CaseFolding - Mercurial

Note:

This page is primarily intended for developers of Mercurial.

Note:

This page is no longer relevant but is kept for historical purposes.

This page is to discuss the problem of interoperating between case-sensitive and case-insensitive filesystems.

$/!\$ The state of this page is unknown and it is mostly outdated. Mercurial now by default uses a storage format where case collisions in the history isn't a problem on windows and where updating to a problematic revisions fails "nicely".

The Problem

If a repository contains history for "A" and then pulls a changeset containing "a", case-insensitive file systems will see this as a collision. With the result (in 1.1.2) that:

The user will be unable to create or update a working copy.
The user successfully merge and commit a merge which prevents future merges, because on a case-sensitive file system, Mercurial fails if the second parent has a case collision. If that merge is not backed out, a case-insensitive file system will have multiple unmergable heads without delving into commands that modify history (see FixingCaseCollisions if you need help doing this right now).

Another easy fix (easy if you have Linux access), is to clone the repository to a case-sensitive file system, do the merge, commit, then pull the merge back to the Windows machine.

Notice: can do all this on a Windows machine. You don't need multiple OS's, but it sure helps:

Most Linux & UNIX hard disks have a case-sensitive file system, but...
Linux & Unix users routinely encounter case-insensitive filesystems when they use flash drives or SMB shares.
All Windows filesystems are case-insensitive, but...
Windows users routinely encounter case-sensitive file systems when they collaborate on cross-platform projects or transfer web content to a server.
The OS X HFS+ filesystem is case-insensitive by default, but can be made case-sensitive...and can therefore experience all the exceptions mentioned above.

Proposals

See CaseFoldingPlan for the current plan.
Precommit Hook.
- The CasestopExtension works to prevent committing a potential filename collision, but it has to be enabled individually in the hgrc of every repository, user, or machine.
Filename Canonization Hook
- File names should be encoded/decoded in hooks the same way as file contents can be now. For case insensitive filesystems the filename.caseinsensitive hook (or however it gets called) will be enabled by default, but you can add this to your hgrc if you want to behave the same way on a different system. This depends on extending the hook mechanism to call predefined functions, which may be generally useful for things like expanding RCS keyword strings, too.
FixcaseExtension
- This extension works to coerce the case of files to match the manifest. This is a staight and simple approach that will suffice in many environments. Not sure how it handles collaborating users separately adding a file whose name case collides.
CaseFoldPlugin
- The CaseFoldPlugin proposal attempts to customize the handling of case collisions.

A Little Deeper

Early filesystems weren't case-insensitive (CI); they were case-coercing. Many machines only displayed and input upper case (early Apples, MS-DOS, FORTH machines, LISP machines). So it only made sense that their directories stored filenames in uppercase.

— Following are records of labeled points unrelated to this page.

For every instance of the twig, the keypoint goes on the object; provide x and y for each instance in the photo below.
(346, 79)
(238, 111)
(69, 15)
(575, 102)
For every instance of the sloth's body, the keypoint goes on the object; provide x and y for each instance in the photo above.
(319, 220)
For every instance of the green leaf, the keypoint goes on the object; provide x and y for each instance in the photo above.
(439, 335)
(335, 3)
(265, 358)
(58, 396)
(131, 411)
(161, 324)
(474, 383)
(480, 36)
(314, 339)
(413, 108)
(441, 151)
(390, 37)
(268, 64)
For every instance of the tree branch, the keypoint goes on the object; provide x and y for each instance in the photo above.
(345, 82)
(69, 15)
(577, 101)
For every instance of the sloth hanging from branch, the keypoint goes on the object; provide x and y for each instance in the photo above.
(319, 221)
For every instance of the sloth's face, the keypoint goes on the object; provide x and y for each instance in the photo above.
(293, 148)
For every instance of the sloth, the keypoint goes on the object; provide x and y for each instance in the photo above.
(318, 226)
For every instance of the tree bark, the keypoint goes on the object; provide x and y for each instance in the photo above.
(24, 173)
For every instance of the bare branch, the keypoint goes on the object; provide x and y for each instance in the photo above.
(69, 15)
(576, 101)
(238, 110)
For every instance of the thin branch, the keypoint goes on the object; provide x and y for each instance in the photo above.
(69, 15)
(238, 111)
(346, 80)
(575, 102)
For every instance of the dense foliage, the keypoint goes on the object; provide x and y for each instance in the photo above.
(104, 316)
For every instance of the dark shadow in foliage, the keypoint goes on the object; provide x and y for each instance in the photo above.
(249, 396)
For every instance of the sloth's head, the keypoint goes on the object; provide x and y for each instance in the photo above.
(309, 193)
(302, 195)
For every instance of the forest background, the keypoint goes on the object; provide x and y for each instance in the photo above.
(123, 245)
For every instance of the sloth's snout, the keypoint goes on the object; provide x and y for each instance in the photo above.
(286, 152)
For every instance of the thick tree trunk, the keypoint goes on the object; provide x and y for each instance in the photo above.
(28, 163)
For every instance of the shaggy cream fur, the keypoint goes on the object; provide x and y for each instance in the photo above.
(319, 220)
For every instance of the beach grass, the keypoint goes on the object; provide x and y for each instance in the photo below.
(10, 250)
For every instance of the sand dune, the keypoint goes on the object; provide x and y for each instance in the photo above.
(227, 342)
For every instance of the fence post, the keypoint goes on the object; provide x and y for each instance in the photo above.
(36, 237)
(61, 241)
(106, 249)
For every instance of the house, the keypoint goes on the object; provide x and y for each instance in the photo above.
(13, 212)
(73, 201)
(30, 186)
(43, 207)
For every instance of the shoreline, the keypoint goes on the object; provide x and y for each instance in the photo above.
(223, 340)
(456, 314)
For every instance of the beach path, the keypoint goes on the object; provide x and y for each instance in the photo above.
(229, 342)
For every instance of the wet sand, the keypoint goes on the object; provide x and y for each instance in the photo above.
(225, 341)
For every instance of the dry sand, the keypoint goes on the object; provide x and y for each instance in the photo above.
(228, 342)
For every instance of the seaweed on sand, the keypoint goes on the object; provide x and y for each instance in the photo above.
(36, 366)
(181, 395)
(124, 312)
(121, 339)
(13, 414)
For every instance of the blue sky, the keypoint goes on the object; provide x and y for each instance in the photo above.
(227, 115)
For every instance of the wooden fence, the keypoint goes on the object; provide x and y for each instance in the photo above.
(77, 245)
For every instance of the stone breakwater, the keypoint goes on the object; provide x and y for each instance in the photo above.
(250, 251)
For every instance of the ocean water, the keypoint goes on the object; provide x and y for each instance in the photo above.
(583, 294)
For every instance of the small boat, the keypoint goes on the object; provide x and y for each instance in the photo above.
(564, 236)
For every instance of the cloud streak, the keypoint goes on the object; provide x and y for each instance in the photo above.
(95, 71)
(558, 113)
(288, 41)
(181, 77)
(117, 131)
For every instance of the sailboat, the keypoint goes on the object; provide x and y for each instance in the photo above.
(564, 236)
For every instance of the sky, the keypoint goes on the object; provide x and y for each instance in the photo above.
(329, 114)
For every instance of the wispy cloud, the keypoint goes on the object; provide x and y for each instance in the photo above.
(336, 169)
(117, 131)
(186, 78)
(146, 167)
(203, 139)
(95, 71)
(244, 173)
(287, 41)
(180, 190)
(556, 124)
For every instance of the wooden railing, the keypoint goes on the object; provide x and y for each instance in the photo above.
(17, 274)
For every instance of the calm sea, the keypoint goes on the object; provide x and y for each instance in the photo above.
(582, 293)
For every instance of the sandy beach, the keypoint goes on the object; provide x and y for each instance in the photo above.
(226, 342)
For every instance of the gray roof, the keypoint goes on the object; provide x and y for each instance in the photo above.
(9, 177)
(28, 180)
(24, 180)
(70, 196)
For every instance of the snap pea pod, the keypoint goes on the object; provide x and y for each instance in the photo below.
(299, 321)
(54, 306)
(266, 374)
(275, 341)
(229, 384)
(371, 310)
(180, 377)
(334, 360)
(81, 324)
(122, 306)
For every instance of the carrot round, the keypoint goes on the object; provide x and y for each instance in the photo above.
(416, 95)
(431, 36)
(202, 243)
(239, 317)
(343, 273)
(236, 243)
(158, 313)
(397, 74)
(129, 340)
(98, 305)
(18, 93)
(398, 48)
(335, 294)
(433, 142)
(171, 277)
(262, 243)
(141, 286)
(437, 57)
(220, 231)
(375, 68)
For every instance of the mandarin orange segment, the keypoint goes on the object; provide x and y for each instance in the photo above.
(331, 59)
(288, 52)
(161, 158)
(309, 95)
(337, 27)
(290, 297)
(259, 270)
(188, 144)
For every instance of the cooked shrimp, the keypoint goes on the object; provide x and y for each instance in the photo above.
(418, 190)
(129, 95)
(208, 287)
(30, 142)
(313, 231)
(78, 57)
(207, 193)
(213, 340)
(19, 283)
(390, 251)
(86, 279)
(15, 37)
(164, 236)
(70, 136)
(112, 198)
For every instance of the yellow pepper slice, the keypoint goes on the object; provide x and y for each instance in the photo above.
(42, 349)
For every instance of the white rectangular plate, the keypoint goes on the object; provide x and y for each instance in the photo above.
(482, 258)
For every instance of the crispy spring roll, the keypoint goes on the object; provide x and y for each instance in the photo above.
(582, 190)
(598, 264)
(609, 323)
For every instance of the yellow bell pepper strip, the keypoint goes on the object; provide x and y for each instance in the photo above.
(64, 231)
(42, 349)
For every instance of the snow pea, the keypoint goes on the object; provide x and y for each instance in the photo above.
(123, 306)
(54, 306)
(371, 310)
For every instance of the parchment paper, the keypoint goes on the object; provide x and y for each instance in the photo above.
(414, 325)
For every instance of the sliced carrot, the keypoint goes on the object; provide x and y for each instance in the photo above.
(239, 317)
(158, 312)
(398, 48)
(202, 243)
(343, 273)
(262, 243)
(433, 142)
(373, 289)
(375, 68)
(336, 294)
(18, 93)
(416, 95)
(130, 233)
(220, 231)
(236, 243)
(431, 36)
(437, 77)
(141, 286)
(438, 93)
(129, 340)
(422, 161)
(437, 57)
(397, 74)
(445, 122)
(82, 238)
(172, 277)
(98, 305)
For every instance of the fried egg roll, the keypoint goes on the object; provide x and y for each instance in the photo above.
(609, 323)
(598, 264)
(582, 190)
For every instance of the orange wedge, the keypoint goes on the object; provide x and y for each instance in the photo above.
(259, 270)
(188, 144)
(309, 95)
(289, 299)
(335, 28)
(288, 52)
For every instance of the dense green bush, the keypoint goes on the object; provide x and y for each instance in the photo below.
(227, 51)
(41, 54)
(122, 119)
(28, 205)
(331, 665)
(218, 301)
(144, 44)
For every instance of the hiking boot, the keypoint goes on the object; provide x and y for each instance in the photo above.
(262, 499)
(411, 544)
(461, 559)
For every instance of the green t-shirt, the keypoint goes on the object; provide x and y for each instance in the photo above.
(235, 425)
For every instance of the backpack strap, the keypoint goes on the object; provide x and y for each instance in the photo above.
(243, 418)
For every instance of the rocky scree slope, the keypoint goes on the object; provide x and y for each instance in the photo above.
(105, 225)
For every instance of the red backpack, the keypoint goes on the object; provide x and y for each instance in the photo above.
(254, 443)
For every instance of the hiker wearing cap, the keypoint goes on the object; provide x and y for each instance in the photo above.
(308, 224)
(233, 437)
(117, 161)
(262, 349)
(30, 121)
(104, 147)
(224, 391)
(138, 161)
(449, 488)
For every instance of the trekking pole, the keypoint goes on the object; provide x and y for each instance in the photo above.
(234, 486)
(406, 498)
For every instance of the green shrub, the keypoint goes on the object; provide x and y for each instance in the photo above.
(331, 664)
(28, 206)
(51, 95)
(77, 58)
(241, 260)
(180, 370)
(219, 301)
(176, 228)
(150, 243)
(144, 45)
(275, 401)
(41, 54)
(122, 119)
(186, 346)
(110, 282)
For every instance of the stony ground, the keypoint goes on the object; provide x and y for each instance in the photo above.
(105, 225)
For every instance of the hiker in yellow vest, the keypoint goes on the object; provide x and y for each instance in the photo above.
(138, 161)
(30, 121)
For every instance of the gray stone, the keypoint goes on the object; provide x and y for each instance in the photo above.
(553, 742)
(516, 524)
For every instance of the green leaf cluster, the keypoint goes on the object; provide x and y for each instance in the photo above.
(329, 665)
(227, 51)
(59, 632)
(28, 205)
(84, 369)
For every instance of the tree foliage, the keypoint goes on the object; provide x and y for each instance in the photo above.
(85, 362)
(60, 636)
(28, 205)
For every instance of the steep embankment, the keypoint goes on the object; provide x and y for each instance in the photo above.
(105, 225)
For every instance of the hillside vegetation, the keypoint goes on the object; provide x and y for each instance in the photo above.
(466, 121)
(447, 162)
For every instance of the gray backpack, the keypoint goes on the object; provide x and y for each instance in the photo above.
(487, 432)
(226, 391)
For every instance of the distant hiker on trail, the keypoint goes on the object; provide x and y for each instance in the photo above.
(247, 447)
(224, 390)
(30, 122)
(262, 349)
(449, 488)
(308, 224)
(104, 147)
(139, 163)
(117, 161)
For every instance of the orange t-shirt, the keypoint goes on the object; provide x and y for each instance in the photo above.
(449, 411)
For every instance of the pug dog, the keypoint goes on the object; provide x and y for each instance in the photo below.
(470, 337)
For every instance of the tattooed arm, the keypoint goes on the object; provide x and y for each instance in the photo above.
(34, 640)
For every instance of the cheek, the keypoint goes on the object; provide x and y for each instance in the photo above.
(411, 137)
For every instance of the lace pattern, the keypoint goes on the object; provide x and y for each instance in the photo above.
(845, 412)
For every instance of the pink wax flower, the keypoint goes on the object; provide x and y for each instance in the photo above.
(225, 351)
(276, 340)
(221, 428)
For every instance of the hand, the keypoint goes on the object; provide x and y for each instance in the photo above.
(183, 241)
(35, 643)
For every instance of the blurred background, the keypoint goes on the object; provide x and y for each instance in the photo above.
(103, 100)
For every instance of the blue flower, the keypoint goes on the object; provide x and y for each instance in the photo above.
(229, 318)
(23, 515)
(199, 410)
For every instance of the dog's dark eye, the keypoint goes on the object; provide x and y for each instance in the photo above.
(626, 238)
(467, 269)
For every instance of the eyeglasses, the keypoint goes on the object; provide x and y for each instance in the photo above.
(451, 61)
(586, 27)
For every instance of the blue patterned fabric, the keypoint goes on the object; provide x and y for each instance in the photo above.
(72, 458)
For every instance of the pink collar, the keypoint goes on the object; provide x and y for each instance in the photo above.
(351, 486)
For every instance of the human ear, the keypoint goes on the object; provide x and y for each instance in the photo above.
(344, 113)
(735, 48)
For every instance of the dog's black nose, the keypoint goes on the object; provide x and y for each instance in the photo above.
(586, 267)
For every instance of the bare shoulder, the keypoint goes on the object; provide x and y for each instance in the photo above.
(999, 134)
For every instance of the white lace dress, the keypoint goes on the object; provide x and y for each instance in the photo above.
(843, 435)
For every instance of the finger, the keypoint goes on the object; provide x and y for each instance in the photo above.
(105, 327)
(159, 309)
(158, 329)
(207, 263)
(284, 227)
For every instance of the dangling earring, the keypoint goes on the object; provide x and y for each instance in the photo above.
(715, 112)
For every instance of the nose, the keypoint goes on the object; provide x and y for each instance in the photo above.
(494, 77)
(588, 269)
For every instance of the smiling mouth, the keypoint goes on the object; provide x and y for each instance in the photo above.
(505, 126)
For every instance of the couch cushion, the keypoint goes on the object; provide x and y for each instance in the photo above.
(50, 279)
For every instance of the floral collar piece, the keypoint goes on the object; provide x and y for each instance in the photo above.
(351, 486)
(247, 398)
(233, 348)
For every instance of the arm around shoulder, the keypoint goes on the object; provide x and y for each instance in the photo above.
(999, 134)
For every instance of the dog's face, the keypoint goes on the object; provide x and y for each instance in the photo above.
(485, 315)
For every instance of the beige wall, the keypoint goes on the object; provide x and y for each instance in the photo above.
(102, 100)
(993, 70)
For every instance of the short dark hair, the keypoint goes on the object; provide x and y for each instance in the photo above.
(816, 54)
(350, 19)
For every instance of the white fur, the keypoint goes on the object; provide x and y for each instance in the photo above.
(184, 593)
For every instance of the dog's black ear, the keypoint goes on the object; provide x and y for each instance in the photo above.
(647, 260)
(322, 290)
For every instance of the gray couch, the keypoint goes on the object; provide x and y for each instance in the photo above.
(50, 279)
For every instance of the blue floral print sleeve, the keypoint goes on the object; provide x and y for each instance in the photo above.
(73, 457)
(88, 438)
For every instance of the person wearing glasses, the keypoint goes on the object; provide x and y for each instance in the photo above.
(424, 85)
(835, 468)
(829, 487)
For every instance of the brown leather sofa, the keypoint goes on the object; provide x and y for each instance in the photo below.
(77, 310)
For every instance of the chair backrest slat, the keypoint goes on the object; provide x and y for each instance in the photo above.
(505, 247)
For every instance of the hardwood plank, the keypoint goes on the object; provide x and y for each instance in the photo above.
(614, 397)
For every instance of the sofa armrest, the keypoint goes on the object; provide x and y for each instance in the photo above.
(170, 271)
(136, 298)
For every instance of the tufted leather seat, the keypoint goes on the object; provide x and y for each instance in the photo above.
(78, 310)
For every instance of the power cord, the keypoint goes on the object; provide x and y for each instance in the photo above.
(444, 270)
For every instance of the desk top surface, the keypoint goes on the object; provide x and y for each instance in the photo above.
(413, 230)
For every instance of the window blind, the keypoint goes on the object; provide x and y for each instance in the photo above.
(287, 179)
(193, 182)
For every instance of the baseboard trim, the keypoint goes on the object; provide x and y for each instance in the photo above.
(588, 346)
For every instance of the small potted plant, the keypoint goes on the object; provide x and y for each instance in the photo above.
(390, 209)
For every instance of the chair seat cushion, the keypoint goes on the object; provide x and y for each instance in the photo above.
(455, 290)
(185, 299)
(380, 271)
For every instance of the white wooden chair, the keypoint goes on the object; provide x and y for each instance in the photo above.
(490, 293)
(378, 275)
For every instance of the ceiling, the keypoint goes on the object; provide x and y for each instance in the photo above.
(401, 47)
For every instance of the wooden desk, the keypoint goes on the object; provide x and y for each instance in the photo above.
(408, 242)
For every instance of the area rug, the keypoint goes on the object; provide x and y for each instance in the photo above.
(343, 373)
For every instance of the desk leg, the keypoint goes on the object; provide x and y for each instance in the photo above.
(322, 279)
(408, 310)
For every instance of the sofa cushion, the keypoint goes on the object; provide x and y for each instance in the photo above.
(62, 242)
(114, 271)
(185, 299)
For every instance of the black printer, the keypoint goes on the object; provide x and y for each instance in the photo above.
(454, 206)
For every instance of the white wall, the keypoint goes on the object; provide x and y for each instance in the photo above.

Then along came the shift key and displays that could display lowercase. Mixed-case began to pop up in source code and filenames. Filesystems and computer languages both had to make the choice: is case just a visual difference or a semantic one?

The decision is a fundamental one, and like most fundamental chioces it makes sense in its own universe. But the distinction is painful when universes overlap. If you've ever ported code across to or from a case-sensitive (CS) language, you know the pain. One direction, you get variable overlap: an algorithm that (sloppily?) distinguished "Tree" and "tree" has problems. In the other direction, inconsistent case can make variables that aren't found.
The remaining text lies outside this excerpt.